The sea wind ran across the rough wild grass, touching her hair; and she was really painting a stencil on real scenery; and she was in a world where she could talk about the theatre from eight a.m. to two a.m.
'I--I--I think I'm going to like it!' she burst out to the beautiful Walter Rolf.
'Sure,' he said convincingly.
It was more than good enough.
VIII
Bethel's dormitory room, a double room which she was to share with Iris Pentire of the stock company, was as utilitarian as a boxcar. It had two cots, two straight chairs, two tilted bureaus, with blisters in the paint, and a row of hooks. But to Bethel, washing up for dinner on her first evening in Grampion, it was enchantment, for on the wall was a last season's poster:
THE NUTMEG PLAYERS
Present
MISS ETHEL BARRYMORE
in
THE CONSTANT WIFE
This was no bedroom, but the anteroom to glory! Here her friend Iris Pentire and she would be queens of the stage, along with Ethel Barrymore.
Cynthia Aleshire, the scene designer, said that Iris, who would arrive to-morrow, was a phenomenon: slim, lovely, only twenty, but already a professional actress and one of the seven Equity-member professionals of the Nutmeg permanent stock company at Grampion. Iris had, reported Cynthia, been a chorus girl, a photographer's model, played stock in Baltimore, and toured in a minor part in Teacher Mustn't Slap. In fact, at only twenty, Iris had as much grilling stage experience as, a generation before, she would have had at the age of six. But as the youngest of the professional stock company, at minimum salary, Iris was to live not in the Bostonian luxury of The House but with the submarginal citizens of the dormitory.
Bethel was going to love Iris even if she hated her.
She stripped off her sweater and slacks, sang in the shower, and in the pride of blue skirt and clean white sweater she ran down to dinner.
There were sixteen student-apprentices at Grampion. They were unpaid, and classed as amateurs, but each of them was permitted by Equity to appear in three plays during the summer. Higher in the hierarchy were the permanent stock company, with Mr. Andrew Deacon and Miss Mahala Vale as leads, and other visiting professional actors and 'guest stars' who appeared in one or two out of the schedule of ten plays presented during the summer of 1938.

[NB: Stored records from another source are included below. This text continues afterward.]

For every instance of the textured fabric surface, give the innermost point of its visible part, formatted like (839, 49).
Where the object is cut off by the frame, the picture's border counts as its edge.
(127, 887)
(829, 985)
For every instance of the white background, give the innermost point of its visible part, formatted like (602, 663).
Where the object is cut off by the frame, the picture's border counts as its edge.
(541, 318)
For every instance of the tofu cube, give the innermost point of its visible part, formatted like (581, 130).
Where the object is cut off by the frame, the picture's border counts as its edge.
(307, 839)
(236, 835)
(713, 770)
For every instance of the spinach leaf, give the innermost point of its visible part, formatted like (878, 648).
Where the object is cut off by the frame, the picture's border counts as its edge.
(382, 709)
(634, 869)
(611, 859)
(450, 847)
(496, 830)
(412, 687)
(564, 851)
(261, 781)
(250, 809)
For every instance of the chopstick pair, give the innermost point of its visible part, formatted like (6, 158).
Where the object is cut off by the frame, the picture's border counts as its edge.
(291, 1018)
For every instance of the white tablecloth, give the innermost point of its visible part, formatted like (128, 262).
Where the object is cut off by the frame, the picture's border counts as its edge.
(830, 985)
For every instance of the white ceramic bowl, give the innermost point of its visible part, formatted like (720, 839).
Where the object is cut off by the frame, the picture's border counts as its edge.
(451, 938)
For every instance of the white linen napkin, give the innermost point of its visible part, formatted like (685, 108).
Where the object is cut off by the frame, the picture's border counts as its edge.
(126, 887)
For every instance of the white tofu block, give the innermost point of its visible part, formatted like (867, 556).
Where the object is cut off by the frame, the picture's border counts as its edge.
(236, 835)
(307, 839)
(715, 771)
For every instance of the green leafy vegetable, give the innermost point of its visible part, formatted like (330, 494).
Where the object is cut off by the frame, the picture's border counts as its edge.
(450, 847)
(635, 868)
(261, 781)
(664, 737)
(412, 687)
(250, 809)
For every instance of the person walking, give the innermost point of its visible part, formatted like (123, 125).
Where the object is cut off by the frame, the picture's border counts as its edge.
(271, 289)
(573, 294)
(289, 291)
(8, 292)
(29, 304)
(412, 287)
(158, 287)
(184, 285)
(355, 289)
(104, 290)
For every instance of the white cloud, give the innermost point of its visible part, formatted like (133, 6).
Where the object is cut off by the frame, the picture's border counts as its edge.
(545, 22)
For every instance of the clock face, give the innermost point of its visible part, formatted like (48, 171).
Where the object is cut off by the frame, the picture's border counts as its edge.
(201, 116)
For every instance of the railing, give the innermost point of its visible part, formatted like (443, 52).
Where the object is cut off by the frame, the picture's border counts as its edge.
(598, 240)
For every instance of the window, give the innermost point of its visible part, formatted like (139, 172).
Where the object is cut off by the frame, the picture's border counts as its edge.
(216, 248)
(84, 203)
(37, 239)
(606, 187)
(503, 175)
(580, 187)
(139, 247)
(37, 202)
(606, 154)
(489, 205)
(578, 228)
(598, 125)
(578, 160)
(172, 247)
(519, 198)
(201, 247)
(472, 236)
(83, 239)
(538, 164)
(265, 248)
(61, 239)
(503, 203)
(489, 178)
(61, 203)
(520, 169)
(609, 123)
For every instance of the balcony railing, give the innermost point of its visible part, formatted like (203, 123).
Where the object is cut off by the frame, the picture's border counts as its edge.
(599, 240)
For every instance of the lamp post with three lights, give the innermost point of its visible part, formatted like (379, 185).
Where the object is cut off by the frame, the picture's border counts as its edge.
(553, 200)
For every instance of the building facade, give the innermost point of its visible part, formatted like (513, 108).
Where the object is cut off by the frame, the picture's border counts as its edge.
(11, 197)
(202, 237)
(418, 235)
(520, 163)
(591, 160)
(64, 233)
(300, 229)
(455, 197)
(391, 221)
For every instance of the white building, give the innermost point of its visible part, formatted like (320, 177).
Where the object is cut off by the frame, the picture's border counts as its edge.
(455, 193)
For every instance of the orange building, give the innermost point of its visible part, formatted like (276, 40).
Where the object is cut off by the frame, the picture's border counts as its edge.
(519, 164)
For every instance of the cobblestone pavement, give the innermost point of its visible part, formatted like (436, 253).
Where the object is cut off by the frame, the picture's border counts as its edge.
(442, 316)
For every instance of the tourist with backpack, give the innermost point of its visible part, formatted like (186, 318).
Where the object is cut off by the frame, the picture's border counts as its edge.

To-night eleven out of the sixteen apprentices had come, and were being dramatic over veal loaf, cottage-fried potatoes, coleslaw, stuffed peppers, and huckleberry pie about a table which was made of two retired barn doors resting on saw horses.
Pete Chew, the rich and roundly young, of whom it was already obvious that his best role in the theatre world would be donating scholarships to the hat-check girls in night clubs, had wondrously changed from overalls (by Abercrombie, Fitch) to chequed grey trousers, black and white shoes, and a sweater from the Isle of Uist. (But why Uist?) He had been buzzing about Toni Titmus at the workshop; now, as Bethel ventured into the dining-room, Pete looked brightly at her, approached her with a festive waddle, seized her arm and cheered, 'Uncle Pete'll sit beside you, pretty-pretty, and save you from the sharks.'
'So the poor little rich boy is going to tell another prospect how unappreciated he is,' said Marian Croy, the teacher-secretary-apprentice.
'Let him alone. Maybe he'll put money into a show for us someday!' screamed Toni.
'I don't think it's nice of you to mock a fellow-traveller on the gipsy trail of the arts,' said Harry Mihick.
Bethel listened doubtfully. But Cynthia Aleshire was talking about things called 'functionalism' and 'formalism' in stage settings, and how you can play Macbeth all up and down and under a staircase.